Notizia di questi giorni. Saipem si aggiudica un contratto da Mellitah Oil & Gas B.V. Libyan Branch, un consorzio costituito da National Oil Corporation of Libya ed Eni North Africa, per lo sviluppo di Bouri Gas Utilisation Project (BGUP) per un valore di circa 1 miliardo di dollari. Lo comunica la società in una nota, specificando che si occuperà del revamping delle piattaforme e delle strutture presenti nel giacimento di Bouri, che si trova in acque profonde tra i 145 e i 183 metri, al largo della costa libica. Il contratto prevede l’ingegneria, l’approvvigionamento, la fabbricazione, l’installazione e l’avviamento (Epcic) di un modulo di recupero del gas (Grm) da circa 5.000 tonnellate sulla struttura offshore DP4 già esistente. Prevista anche la posa di 28 chilometri di condotte di collegamento tra le piattaforme DP3, DP4 e quella di Sabratha. Le principali operazioni di sollevamento sono eseguite dalla nave gru semisommergibile Saipem 7000. Il completamento del progetto contribuisce in maniera importante alla riduzione delle emissioni di CO2 in Libia.
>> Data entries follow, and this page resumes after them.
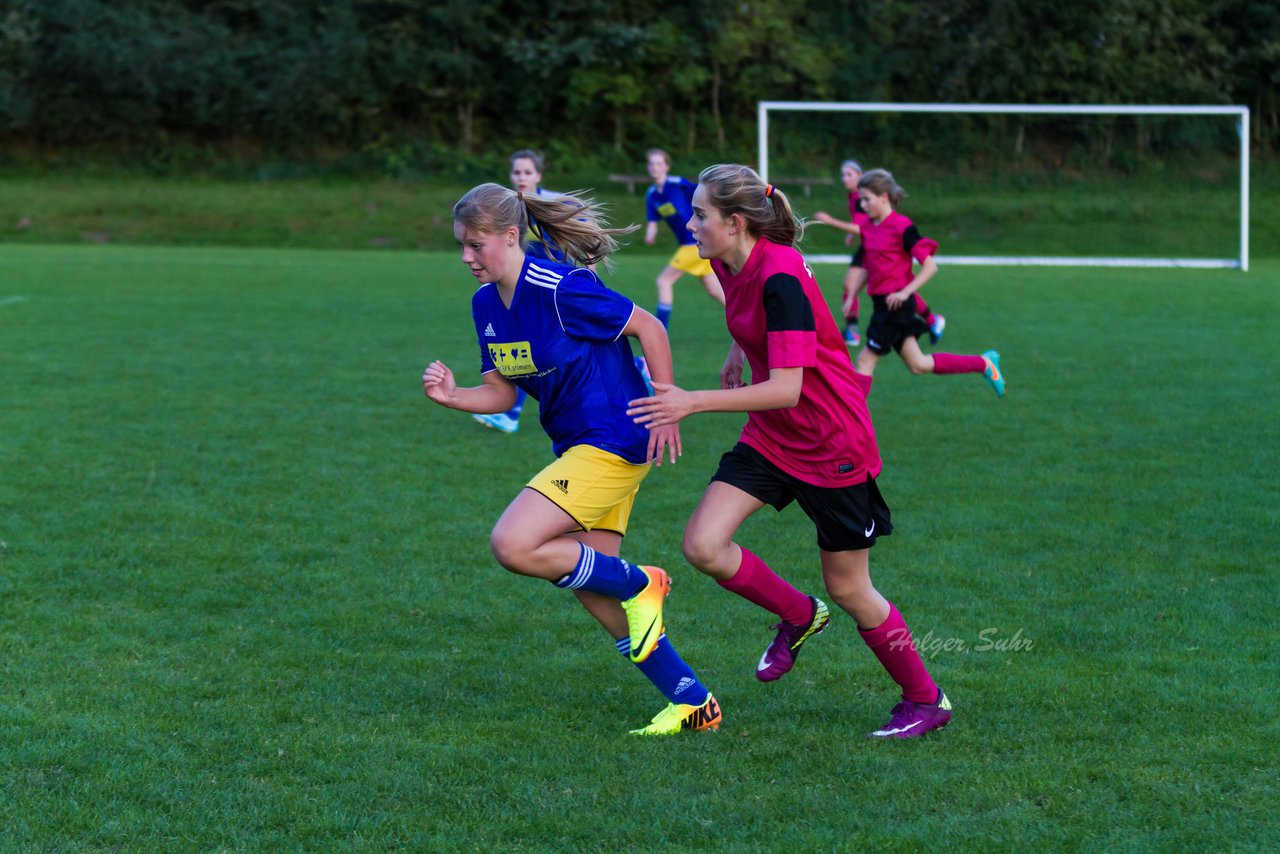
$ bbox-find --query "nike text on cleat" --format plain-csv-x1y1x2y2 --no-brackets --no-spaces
473,412,520,433
756,596,830,682
620,565,670,663
630,693,722,736
929,314,946,344
868,691,953,739
981,349,1005,398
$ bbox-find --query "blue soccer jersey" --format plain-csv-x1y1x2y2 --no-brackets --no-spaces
471,257,652,463
645,176,698,246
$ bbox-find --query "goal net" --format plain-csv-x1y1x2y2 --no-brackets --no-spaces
758,102,1250,271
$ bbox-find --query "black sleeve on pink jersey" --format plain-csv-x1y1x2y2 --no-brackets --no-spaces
903,225,923,253
763,273,815,332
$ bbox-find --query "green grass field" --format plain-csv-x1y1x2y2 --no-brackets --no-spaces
2,242,1278,851
3,165,1277,259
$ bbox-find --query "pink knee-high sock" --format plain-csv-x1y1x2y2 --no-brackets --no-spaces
932,353,986,375
715,547,813,625
859,601,939,704
912,293,931,318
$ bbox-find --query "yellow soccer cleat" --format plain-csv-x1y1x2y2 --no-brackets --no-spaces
620,565,670,663
630,694,722,736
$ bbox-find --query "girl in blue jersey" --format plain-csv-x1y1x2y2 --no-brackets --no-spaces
473,149,562,434
644,149,725,328
423,182,721,736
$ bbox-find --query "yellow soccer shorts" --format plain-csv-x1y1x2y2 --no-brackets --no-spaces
527,444,651,536
670,243,714,278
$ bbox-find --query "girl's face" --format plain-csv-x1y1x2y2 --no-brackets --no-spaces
509,158,542,194
454,222,520,283
647,153,670,182
840,164,860,191
686,184,735,260
859,187,893,221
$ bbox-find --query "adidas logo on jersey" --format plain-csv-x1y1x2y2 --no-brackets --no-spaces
552,479,569,494
484,323,496,337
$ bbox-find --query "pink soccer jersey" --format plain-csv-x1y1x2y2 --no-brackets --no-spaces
858,211,938,295
711,239,882,487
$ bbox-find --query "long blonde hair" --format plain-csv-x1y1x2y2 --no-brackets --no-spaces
696,164,804,246
452,183,635,267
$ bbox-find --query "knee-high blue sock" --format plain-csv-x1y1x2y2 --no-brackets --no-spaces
616,635,709,706
553,544,646,600
655,302,672,329
505,388,526,419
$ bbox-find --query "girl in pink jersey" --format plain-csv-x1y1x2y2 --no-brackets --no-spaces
813,159,946,348
850,169,1005,396
627,163,952,739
La diplomazia degli affari cancella la diplomazia dei diritti. Questo è il succo del “Piano Mattei” esaltato dalla presidente securista Giorgia Meloni.

Post scriptum

Da un lancio Ansa: “Tensioni e scontri sono stati segnalati a Tripoli da diversi media, tra cui AddressLibya, a seguito dell’arresto ieri del comandante della Brigata 444, Mahmoud Hamza, all’aeroporto di Mitiga a Tripoli da parte di unità della forza di deterrenza speciale “Rada”.
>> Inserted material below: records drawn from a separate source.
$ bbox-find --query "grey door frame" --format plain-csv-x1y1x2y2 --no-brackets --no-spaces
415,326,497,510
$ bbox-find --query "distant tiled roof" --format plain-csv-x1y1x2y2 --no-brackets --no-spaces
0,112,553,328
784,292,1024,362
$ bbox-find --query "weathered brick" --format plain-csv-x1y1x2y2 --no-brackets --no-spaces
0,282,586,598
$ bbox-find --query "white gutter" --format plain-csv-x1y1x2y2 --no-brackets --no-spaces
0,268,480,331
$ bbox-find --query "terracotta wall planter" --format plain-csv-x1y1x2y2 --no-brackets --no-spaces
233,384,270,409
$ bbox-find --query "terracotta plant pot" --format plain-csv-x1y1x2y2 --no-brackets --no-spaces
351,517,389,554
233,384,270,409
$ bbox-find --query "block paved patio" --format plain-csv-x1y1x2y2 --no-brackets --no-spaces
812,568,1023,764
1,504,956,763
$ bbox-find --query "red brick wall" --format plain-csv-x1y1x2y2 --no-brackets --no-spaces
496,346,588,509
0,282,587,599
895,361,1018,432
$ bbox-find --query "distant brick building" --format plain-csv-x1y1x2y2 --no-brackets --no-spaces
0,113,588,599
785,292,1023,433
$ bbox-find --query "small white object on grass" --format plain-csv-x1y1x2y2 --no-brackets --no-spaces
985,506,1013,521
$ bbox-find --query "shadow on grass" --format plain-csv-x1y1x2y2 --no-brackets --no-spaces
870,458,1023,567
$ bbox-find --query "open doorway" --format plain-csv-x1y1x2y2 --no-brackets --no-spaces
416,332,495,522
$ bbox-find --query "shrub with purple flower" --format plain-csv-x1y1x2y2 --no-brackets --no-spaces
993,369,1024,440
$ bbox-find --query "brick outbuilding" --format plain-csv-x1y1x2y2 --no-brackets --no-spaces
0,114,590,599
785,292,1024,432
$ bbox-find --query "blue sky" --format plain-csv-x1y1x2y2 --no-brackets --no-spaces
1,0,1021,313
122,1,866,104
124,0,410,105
Secondo quanto riportato da AddressLibya, in seguito ad una mobilitazione della Brigata 444, (e dei gruppi armati affiliati al primo ministro del Governo di unità nazionale, Abdul Hamid Dbeibah), per liberare Mahoumd Hamza, nella notte si sono verificati scontri armati con la Rada nella zona di Al Shawk Road vicino al Tripoli Medical Center, in mattinata allargatisi fino a Al Abyar Road. 
Sempre secondo lo stesso media “a causa della situazione critica della sicurezza, le compagnie aeree hanno trasferito i loro aeromobili dall’aeroporto Mitiga di Tripoli a quello di Misurata”.
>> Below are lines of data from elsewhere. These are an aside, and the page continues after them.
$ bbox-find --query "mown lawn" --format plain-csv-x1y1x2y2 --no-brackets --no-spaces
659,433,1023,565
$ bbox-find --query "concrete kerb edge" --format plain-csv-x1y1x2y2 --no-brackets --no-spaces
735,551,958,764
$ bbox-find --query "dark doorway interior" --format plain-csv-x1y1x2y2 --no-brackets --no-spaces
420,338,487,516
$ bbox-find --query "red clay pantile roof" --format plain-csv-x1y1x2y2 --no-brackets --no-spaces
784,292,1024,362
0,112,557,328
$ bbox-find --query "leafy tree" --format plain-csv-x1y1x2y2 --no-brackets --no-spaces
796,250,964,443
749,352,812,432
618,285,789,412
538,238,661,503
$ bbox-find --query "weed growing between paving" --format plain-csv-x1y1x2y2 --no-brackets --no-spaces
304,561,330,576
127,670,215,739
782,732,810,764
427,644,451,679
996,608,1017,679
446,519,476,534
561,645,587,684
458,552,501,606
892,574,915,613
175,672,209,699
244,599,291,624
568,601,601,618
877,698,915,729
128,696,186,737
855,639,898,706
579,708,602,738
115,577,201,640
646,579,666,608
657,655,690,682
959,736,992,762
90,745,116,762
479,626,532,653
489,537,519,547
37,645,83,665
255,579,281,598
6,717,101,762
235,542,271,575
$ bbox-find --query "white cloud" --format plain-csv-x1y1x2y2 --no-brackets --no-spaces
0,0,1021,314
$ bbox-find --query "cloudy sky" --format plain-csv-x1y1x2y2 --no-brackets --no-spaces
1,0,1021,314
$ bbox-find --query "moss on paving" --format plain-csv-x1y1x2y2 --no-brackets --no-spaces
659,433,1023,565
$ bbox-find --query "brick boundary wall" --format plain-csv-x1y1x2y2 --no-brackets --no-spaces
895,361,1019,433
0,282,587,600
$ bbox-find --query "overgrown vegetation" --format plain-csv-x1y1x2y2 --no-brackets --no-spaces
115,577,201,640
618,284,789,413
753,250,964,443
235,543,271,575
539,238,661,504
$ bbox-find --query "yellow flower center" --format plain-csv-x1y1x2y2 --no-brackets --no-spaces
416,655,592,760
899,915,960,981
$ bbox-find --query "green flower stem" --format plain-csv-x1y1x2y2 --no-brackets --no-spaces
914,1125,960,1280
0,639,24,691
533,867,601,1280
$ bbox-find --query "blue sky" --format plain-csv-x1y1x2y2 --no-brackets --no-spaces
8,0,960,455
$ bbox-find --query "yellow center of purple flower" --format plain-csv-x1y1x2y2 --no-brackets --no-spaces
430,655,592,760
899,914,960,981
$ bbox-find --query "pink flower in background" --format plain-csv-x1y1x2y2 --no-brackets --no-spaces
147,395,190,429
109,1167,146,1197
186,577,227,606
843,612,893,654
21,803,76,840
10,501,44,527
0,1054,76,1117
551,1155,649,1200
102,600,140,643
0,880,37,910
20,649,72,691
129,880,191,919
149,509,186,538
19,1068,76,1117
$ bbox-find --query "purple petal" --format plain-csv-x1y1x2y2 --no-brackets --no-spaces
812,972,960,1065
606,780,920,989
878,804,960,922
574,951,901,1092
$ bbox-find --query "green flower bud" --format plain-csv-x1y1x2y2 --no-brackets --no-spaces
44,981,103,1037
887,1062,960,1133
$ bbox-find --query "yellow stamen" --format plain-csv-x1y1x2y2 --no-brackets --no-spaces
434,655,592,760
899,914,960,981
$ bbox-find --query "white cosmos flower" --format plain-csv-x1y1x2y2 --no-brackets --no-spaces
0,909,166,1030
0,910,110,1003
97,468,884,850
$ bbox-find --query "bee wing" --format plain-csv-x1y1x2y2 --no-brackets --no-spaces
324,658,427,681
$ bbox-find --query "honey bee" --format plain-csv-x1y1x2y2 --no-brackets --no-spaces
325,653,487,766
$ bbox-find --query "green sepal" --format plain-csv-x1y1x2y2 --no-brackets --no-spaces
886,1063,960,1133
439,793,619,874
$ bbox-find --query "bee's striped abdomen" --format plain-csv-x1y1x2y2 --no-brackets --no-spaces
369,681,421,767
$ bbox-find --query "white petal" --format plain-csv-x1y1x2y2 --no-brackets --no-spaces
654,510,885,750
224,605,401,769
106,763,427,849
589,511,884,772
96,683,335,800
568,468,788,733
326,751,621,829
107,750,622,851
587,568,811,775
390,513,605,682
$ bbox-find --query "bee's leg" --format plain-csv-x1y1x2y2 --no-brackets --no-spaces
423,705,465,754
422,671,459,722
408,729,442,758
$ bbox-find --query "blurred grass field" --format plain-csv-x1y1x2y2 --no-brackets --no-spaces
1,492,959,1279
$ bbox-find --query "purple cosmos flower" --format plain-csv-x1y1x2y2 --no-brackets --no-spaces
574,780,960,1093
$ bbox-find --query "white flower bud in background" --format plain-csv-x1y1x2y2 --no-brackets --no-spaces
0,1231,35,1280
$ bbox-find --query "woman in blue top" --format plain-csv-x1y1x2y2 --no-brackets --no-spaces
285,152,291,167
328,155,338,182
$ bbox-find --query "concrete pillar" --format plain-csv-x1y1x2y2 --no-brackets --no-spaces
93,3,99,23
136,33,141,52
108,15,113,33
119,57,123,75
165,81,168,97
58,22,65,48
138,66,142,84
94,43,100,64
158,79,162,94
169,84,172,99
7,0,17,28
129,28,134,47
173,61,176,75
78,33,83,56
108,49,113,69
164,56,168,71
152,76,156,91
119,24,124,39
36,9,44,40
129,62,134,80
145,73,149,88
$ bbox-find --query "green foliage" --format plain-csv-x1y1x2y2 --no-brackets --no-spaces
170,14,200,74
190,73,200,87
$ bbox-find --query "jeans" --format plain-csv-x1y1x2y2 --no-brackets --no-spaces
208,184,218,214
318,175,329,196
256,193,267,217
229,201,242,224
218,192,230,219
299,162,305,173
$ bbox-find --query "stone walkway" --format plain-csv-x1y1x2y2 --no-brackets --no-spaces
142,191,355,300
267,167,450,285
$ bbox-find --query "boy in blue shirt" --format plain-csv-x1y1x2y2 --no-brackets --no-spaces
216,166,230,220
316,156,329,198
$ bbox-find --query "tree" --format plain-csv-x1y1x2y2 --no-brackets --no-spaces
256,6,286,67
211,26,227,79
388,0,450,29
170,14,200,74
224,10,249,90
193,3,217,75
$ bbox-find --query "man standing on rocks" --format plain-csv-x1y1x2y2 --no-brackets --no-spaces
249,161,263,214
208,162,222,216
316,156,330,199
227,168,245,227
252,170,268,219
Un appello alla calma è stato lanciato dal vice premier del governo di Tripoli, Ramadan Abu Janah che su diversi media ha dichiarato: “facciamo appello a tutte le parti a Tripoli a dare la priorità al linguaggio della ragione e a non ascoltare chi vuole scuotere la stabilità e la sicurezza della capitale”. Secondo il The Libya Observer su Twitter gli sforzi di mediazione per liberare il comandante della Brigata 444 dal carcere della Rada, sono falliti. La Brigata 444, affiliata all’esercito libico nell’Ovest, affiliata al ministero della Difesa, conduce spesso anche attività anticontrabbando nel sud e sulla strada costiera che da Tripoli va verso la Tunisia, mentre la Rada è legata a posizioni del Consiglio presidenziale”.

Secondo quanto riportano i media libici, è in atto una mobilitazione dei gruppi armati affiliati al primo ministro del Governo di unità nazionale (Gun), Abdulhamid Dabaiba, ed è stato dichiarato lo stato d’emergenza nella capitale Tripoli.

E questo sarebbe un paese “pacificato”.